On this point the cases are too numerous, and the doc*271trine too universal, uniform, and well settled, to require or justify citation of authority. But I am to enquire what is the effect of our statute of June 4th, 1861, on this subject, recited in the opinion of my brethren.
L. M. Ninde and R. S. Taylor, for appellants.
G. W. Frazier and D. D. Pratt, for appellees.
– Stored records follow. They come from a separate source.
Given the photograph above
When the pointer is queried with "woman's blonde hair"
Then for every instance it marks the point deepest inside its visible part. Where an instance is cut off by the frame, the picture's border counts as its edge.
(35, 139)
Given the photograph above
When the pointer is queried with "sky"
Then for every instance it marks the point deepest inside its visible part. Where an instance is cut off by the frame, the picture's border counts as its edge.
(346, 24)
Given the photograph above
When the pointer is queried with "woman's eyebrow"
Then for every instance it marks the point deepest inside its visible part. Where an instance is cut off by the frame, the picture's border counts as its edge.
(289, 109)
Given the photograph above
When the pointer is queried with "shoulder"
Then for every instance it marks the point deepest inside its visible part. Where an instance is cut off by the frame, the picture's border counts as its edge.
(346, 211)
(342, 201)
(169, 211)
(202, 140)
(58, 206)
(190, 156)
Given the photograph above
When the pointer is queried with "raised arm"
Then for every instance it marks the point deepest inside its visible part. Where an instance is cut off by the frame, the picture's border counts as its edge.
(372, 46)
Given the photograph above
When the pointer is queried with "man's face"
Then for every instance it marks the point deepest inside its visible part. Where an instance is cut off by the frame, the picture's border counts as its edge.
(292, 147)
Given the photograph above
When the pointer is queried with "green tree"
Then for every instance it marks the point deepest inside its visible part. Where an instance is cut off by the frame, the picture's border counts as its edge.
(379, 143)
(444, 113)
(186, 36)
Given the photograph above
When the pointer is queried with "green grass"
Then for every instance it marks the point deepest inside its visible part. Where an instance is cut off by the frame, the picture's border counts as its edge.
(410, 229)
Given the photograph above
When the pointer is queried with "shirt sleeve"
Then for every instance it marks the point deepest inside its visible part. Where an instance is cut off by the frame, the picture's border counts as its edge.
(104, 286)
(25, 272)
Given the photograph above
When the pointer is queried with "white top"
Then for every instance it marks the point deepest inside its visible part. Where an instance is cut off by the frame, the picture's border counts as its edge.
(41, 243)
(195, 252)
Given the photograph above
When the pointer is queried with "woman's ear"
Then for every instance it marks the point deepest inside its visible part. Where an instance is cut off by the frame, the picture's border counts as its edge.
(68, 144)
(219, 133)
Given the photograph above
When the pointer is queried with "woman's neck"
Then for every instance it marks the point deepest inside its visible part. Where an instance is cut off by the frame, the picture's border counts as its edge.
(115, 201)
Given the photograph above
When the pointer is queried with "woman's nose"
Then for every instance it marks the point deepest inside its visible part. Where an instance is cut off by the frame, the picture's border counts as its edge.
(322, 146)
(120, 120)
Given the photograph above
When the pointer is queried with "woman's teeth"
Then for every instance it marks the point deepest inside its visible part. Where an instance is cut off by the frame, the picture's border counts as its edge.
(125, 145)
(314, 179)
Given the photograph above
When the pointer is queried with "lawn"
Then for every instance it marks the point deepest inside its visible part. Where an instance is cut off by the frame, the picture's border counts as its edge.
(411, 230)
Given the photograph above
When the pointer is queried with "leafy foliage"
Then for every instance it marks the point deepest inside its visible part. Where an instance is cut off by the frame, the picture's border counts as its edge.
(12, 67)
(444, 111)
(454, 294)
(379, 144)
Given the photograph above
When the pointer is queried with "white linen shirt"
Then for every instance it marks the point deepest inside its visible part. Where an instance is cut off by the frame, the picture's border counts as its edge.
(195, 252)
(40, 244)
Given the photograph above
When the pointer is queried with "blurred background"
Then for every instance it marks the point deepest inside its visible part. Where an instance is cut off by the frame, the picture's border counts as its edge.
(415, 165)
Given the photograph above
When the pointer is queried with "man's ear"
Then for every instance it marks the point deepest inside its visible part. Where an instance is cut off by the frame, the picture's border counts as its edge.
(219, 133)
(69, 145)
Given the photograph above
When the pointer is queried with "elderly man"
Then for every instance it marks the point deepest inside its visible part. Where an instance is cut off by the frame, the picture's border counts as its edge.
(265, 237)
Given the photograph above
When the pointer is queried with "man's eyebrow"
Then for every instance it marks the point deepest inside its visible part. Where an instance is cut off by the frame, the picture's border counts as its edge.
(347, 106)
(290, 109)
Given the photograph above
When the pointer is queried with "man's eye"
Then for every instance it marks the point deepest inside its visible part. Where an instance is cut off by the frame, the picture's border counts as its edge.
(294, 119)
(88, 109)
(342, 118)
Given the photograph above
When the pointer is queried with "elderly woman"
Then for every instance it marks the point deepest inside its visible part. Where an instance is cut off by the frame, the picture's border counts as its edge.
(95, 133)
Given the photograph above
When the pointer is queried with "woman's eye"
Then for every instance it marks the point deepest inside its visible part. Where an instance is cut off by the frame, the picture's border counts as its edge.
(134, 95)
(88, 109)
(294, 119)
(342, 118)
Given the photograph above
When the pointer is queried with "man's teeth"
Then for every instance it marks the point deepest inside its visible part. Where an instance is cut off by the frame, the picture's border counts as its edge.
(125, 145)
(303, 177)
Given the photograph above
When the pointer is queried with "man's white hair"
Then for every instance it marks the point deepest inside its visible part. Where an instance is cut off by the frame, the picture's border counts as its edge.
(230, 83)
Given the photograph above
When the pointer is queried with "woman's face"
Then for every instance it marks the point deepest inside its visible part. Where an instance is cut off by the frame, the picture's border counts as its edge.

The argument of counsel on both sides, in their briefs, has been able and exhaustive of the subject, and of all collateral questions connected with it, exhibiting great research and learning; but I do not deem it my duty, nor is it necessary for a proper solution of the question, that I should critically examine the authorities cited as to what the law was as to the right of incumbrancers in such a case; but it is my duty to say what the law is on the subject; and I do not think there is room for serious doubt as to it. I have stated. what the law was before the act of June 4th, 1861, and I have to add that it was competent for the legislature to make a new limitation within which incumbrancers in such cases should assert their rights, provided a reasonable time was given, and I think a year was not an unreasonable time; and it was equally competent and within the law-making power and department of the state government, to repeal the common law and former statute law, and make an entirely new one on the subject. This the legislature has done in so clear and unambiguous a manner, that I think I do not mistake its meaning. The incumbrancer had one year after the sale of the land to redeem in, and no more, and having failed to do so in the mode prescribed, his remedy is gone. There is no use of discussing the former difference between law and equity with us, for our system is all law and all equity—all equity and all law.
The judgment and decree of the court below ought, in my judgment, to be affirmed.